Abstract

Background: Thrombomodulin (TM) is a membrane glycoprotein in the vascular endothelium. It may be cleaved from endothelial cells and released into the circulation. The plasma TM level depends on the integrity of the endothelium and the clearance of the molecule. The physiological role of soluble TM forms is still unclear. The clinical significance of elevated levels of TM in various pathologic conditions is not well established yet. To analyze variations of plasma TM level in different clinical situations, its concentrations in patients with three groups of diseases were measured and compared with those in healthy subjects.
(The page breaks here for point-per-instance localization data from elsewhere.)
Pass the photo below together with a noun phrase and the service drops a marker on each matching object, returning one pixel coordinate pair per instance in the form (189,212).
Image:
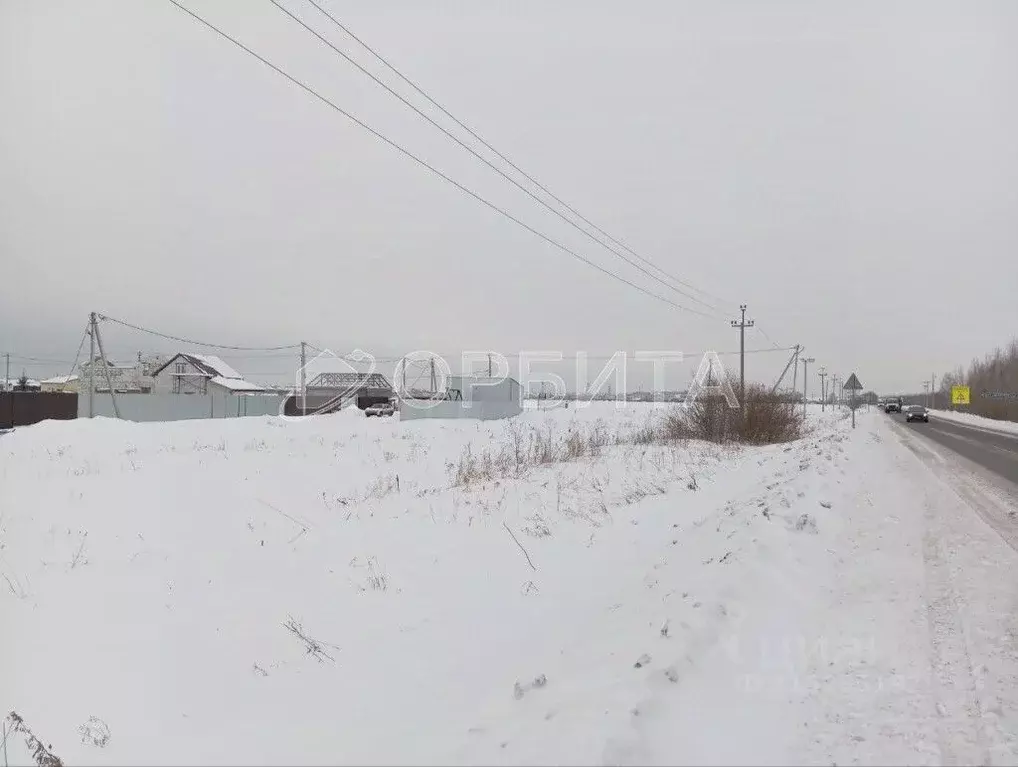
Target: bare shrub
(543,446)
(312,646)
(41,753)
(712,419)
(769,419)
(765,419)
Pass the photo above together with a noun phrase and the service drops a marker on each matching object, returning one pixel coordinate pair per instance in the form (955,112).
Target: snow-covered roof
(236,384)
(216,364)
(209,365)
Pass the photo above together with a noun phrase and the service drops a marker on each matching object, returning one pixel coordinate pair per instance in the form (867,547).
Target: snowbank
(968,419)
(317,591)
Methods: Plasma samples from 23 patients at risk for development of vascular complications [essential hypertension (EH), stages 1 and 2], 31 patients with inflammatory bowel diseases [Crohn’s disease (IBD), mostly in the active stage], and 19 patients with malignant tumors [gastric carcinoma (NEO)], were analyzed for soluble TM with an enzyme immunoassay kit. Results: In the group of patients with the early stages of EH and with non-active IBD, no significant changes were found in comparison to the healthy subjects. In the patients with active IBD and mainly with NEO, soluble TM was significantly increased ( P<0.05 and P<0.001, respectively). Conclusions: Our TM levels failed to demonstrate increased endothelial damage in the early stage of EH. This suggests that TM is released into the plasma only by true endothelial cell damage during the development of vascular complications. Probably a certain degree of endothelial injury is necessary for an increase in plasma. In the active stage of IBD and in NEO, soluble TM appears to be derived not only from injured endothelial cells, but may also be proteolytically cleaved from membrane TM by proteases. There may also be increased synthesis of TM in activated and/or transformed cells.